Vaad alacaklısının lehine olan satım sözleşmesinin tapuya şerhi halinde ise, eğer 5 yıllık süre de dolmamışsa satış vaadi sözleşmesi ayni etki taşıdığı için artık güçlendirilen kişisel hak, taşınmazı satın alan 3. kişiye karşı ileri sürülebilecektir. Vaad alacaklısı bu hakkını dava yolu ike kullanabilir.

 

“Dava, satış vaadi sözleşmesine dayalı tapu iptali ve tescil davasıdır. Dayanılan satış vaadi sözleşmesi usulüne uygun düzenlenmiş olup bu hali ile geçerlidir. Satış vaadi sözleşmesi akitler arasında ve alıcı yönünden şahsi hak meydana getirir. Davacı 02.11.1993 tarihli satış vaadi sözleşmesini 22.11.1993 tarihinde tapuya şerh verdirerek şahsi hakkını güçlendirmiştir. Artık davacı bu güçlendirilmiş  şahsi hakkını tapu ile temellükle bulunan 3. kişilere karşı ileri sürebilir.   Davalı dava konusu hissiye 28.09.1997 tarihinde satış vaadi şerhi ile yükümlü olarak satın aldığına göre davanın kabulüne karar vermek gerekir iken yazılı gerekçelerle reddi doğru görülmemiştir.” (Y. 14. HD. 20.10.2003, E. 5299/K. 8260)

 

Sözleşmeye konu taşınmazın tescil davası açıldıktan sonra da 3. kişiye satılması mümkündür. Ancak bu durumu çeşitli olasılıklara göre değerlendirmek gerekmektedir.

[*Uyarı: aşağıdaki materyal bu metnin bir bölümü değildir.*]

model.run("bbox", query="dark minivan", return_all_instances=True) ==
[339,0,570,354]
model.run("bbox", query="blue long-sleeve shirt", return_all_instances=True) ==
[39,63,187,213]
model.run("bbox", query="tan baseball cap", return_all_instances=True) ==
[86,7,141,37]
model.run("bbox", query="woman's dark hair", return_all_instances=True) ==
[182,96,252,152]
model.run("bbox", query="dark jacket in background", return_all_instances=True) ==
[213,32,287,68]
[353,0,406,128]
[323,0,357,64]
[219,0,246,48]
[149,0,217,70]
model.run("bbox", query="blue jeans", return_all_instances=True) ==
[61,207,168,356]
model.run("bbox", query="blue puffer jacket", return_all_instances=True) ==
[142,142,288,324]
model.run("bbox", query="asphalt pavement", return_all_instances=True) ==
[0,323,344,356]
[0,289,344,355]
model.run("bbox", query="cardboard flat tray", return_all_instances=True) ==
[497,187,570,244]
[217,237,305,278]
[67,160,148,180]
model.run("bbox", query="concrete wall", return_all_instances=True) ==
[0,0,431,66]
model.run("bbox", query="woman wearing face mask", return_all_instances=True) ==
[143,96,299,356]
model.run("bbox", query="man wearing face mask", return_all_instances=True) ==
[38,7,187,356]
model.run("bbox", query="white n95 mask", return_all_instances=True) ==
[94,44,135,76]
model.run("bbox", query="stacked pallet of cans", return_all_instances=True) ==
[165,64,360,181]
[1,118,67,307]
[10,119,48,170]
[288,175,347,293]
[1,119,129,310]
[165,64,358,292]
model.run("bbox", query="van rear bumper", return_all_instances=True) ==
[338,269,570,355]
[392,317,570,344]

Taşınmaz satış vaadi sözleşmesinin şerh edilmiş olması halinde, şerh ile birlikte ayni etki kazanıldığından, davacı vaad alacaklısına karşı açtığı davasına, dilerse HUMK’un 186. maddesine göre taşınmazı tapudan satın alan yeni malike yönelterek tapu iptali olarak devam edebilir ya da davasını vaad alacaklısına karşı tazminat talebine dönüştürür.¹

 

“Mahkemece satış vaadi sözleşmesi tapuya yazılmadığından satın alanlar iyi niyetlidir denilerek dava reddolunmuş ve davacıya kötü niyetin ispatı imkanı tanınmamıştır. Her ne kadar dava açılmadan satın alanın bu gibi hallerde hakkı öncelik kazanır ve iyi niyetli olduğu

kabul edilirse de yargılama yürütülürken böyle bir satış yapılması halinde davacı tarafa kötü niyetin ispatı için imkan tanımak gerekir. HYUK’un 186. maddesi ve bu madde hakkındaki şerhler ve bilimsel görüşler de bu imkana yol açmaktadır. Bu nedenlerle onama kararının kaldırılmasına ve gösterilen gerekçelerle hükmün bozulmasına karar verilip yerine geri çevirmekle yeniden yapılan yargılama sonunda; evvelce verilen hüküm usul ve kanuna uygun görüldüğünden direnmeye karar verilmiştir.” (YHGK. 24.4.1971, T.. 1970/1-276, E. 1971/283 K)

 

Taşınmaz satış vaadi sözleşmesi tapuya şerh edilmemişse, artık tapu iptal davası açan vaad alacaklısı dava devam ederken taşınmazın 3. kişiye satılması durumunda davayı taşınmazı satın alan kişiye yöneltebilmesi için onun kötü niyetli olduğunu iddia ve ispat etmesi gerekmektedir. TMK m. 1023, taşınmaz mülkiyetini edinen kişinin iyi niyetine dayanarak bu hakkını korumasına olanak sağlar.